Control Deployments using Release Gates
Estimated time: 75 minutes.
Scenario
This lab covers the configuration of the deployment gates and details how to use them to control the execution of Azure Pipelines. To illustrate their implementation, you'll configure a release definition with two environments for an Azure Web App. You'll deploy to the Canary environment only when there are no blocking bugs for the app and mark the Canary environment complete only when there are no active alerts in Application Insights of Azure Monitor.
A release pipeline specifies the end-to-end release process for an application to be deployed across various environments. Deployments to each environment are fully automated by using jobs and tasks. Ideally, you don't want new updates to the applications to be simultaneously exposed to all users. It's a best practice to expose updates in a phased manner, that is, expose them to a subset of users, monitor their usage, and expose them to other users based on the experience of the initial set of users.
Approvals and gates enable you to control the start and completion of the deployments in a release. You can wait for users to approve or reject deployments with approvals manually. Using release gates, you can specify application health criteria to be met before the release is promoted to the following environment. Before or after any environment deployment, all the specified gates are automatically evaluated until they pass or reach your defined timeout period and fail.

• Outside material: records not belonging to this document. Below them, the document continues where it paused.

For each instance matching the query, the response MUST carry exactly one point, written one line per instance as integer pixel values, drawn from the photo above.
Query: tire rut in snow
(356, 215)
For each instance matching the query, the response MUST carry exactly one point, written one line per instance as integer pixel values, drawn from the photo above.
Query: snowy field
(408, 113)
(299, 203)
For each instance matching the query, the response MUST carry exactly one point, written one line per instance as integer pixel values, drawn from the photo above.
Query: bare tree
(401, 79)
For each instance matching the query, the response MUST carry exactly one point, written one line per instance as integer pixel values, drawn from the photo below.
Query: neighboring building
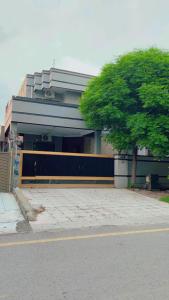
(45, 115)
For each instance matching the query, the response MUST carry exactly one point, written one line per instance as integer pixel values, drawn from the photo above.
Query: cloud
(74, 64)
(4, 36)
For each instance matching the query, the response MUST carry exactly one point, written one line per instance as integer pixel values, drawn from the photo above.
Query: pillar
(97, 144)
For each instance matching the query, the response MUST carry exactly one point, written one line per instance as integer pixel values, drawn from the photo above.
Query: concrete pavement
(10, 215)
(122, 267)
(80, 208)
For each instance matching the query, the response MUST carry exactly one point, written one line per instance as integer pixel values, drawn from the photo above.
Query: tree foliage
(130, 99)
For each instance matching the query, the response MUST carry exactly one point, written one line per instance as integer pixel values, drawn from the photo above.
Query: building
(45, 115)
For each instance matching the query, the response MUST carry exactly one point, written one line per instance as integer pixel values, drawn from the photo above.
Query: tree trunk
(134, 167)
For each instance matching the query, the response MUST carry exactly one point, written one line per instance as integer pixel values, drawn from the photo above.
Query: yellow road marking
(82, 237)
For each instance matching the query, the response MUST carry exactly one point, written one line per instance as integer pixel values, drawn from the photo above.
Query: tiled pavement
(10, 213)
(77, 208)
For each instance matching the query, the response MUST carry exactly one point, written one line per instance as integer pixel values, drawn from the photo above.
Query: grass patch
(165, 199)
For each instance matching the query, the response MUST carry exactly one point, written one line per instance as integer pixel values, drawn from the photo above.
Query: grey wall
(46, 114)
(146, 165)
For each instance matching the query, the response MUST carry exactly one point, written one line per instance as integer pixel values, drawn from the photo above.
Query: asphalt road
(113, 263)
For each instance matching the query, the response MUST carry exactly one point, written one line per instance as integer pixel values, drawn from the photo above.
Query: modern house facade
(44, 122)
(45, 115)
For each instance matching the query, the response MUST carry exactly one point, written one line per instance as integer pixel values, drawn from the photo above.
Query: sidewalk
(10, 215)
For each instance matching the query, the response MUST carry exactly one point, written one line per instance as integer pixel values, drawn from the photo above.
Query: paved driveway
(10, 215)
(77, 208)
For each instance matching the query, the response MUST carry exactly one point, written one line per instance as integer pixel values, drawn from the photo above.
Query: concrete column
(97, 139)
(120, 171)
(13, 136)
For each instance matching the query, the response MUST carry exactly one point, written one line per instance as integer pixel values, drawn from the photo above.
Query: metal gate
(5, 171)
(59, 169)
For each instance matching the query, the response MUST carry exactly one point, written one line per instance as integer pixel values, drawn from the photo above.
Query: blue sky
(81, 35)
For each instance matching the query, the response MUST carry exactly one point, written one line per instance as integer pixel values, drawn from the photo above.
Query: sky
(77, 35)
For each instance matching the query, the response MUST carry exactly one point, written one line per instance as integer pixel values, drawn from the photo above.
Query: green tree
(130, 99)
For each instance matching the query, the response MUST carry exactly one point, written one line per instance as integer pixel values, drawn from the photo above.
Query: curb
(25, 206)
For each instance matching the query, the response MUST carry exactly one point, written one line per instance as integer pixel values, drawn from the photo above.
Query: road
(90, 264)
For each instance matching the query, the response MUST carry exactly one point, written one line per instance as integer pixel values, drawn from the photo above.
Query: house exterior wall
(146, 165)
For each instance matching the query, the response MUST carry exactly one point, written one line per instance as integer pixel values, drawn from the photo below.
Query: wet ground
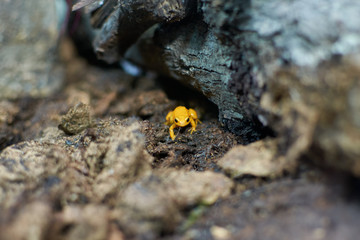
(125, 169)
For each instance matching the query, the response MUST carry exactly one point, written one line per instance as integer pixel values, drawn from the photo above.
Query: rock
(75, 222)
(257, 159)
(118, 160)
(29, 35)
(77, 119)
(30, 222)
(163, 195)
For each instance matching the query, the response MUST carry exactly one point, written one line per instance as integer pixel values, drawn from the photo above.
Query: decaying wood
(121, 23)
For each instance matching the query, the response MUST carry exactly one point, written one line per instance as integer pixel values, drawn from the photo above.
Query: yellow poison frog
(181, 117)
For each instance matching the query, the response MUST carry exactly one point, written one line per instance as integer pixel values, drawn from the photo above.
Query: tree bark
(290, 66)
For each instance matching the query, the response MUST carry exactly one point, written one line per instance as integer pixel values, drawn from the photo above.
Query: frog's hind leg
(171, 131)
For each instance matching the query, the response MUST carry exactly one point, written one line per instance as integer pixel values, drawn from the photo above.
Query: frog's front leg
(170, 118)
(193, 120)
(171, 131)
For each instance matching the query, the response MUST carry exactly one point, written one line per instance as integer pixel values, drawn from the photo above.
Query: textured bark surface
(289, 65)
(284, 68)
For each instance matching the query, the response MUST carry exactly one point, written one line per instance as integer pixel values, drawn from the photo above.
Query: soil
(173, 190)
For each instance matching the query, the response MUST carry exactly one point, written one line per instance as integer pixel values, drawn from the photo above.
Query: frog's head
(182, 120)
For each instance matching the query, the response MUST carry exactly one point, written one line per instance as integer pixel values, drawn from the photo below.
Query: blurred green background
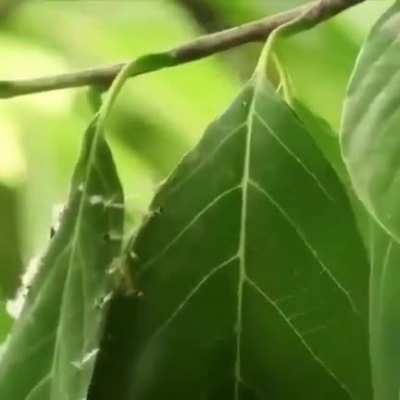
(158, 117)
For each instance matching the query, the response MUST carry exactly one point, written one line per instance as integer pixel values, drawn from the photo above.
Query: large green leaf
(370, 139)
(384, 313)
(371, 145)
(52, 349)
(251, 279)
(10, 244)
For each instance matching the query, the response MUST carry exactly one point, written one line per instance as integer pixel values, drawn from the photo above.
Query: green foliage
(370, 145)
(54, 344)
(267, 264)
(235, 276)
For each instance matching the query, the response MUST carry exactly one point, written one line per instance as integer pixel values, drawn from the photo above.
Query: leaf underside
(54, 344)
(250, 274)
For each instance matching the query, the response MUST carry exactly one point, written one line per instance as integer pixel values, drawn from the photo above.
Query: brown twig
(197, 49)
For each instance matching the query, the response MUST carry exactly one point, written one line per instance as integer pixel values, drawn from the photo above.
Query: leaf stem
(202, 47)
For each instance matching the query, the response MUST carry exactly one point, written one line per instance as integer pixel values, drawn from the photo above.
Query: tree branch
(199, 48)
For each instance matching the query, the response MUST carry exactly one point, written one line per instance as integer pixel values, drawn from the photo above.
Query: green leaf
(5, 323)
(54, 344)
(370, 139)
(10, 243)
(384, 313)
(251, 279)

Gates can be added to an environment in the release definition from the pre-deployment conditions or the post-deployment conditions panel. Multiple gates can be added to the environment conditions to ensure all the inputs are successful for the release.
As an example:
- Pre-deployment gates ensure no active issues in the work item or problem management system before deploying a build to an environment.
- Post-deployment gates ensure no incidents from the app's monitoring or incident management system after being deployed before promoting the release to the following environment.

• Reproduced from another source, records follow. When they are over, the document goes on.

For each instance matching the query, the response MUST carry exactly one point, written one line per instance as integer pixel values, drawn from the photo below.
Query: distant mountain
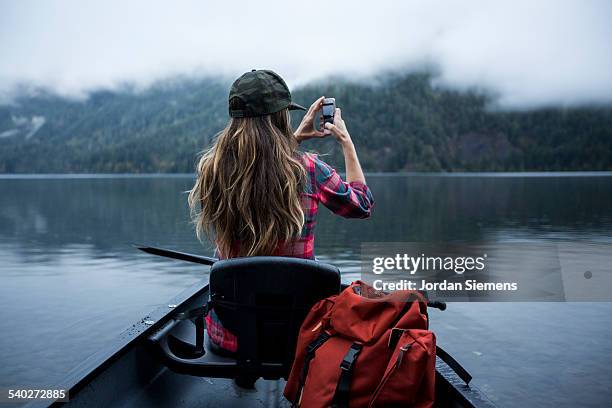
(399, 123)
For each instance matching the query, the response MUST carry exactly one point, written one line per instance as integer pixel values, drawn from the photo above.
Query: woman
(257, 194)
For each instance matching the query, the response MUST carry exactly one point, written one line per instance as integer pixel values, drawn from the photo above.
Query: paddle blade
(182, 256)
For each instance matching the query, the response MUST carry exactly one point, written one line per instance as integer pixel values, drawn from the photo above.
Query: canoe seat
(263, 301)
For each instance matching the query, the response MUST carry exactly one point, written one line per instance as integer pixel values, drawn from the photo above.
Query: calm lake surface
(70, 282)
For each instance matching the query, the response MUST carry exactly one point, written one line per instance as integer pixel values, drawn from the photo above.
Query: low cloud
(528, 53)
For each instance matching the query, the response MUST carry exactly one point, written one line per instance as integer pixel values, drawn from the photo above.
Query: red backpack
(365, 348)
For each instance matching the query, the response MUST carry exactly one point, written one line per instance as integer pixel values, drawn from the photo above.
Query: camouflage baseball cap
(259, 92)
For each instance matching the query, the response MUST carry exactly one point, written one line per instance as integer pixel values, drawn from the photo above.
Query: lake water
(70, 282)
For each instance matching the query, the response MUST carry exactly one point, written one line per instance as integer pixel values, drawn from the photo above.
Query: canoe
(126, 373)
(131, 372)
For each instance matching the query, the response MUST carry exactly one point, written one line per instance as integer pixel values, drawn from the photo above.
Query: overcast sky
(529, 52)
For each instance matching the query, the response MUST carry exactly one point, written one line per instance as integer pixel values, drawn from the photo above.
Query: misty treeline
(398, 123)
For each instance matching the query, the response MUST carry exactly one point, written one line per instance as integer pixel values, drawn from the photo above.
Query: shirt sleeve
(350, 200)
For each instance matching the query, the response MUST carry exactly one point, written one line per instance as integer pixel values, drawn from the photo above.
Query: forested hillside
(399, 123)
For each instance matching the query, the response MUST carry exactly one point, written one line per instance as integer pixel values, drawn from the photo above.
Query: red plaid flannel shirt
(324, 185)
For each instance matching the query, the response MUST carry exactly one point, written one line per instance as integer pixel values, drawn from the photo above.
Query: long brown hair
(247, 192)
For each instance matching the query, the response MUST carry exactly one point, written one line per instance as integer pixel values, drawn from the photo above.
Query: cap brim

There are four types of gates included by default in every account.
- Invoke Azure Function: Trigger the execution of an Azure Function and ensures a successful completion.
- Query Azure Monitor alerts: Observe the configured Azure Monitor alert rules for active alerts.
- Invoke REST API: Make a call to a REST API and continues if it returns a successful response.
- Query work items: Ensure the number of matching work items returned from a query is within a threshold.
Objectives
After completing this lab, you'll be able to:
- Configure release pipelines.
- Configure release gates.
- Test release gates.
Requirements
- This lab requires Microsoft Edge or an Azure DevOps-supported browser.
- Set up an Azure DevOps organization: If you don't already have an Azure DevOps organization that you can use for this lab, create one by following the instructions available at Create an organization or project collection.
- Identify an existing Azure subscription or create a new one.
- Verify that you have a Microsoft or Entra account with the Contributor or the Owner role in the Azure subscription. For details, refer to List Azure role assignments using the Azure portal.
Exercises
During this lab, you'll complete the following exercises:
- Exercise 0: Configure the lab prerequisites.
- Exercise 1: Configure the build pipeline.
- Exercise 2: Configure the release pipeline.
- Exercise 3: Configure release gates.
- Exercise 4: Test release gates.
- Exercise 5: Remove the Azure lab resources.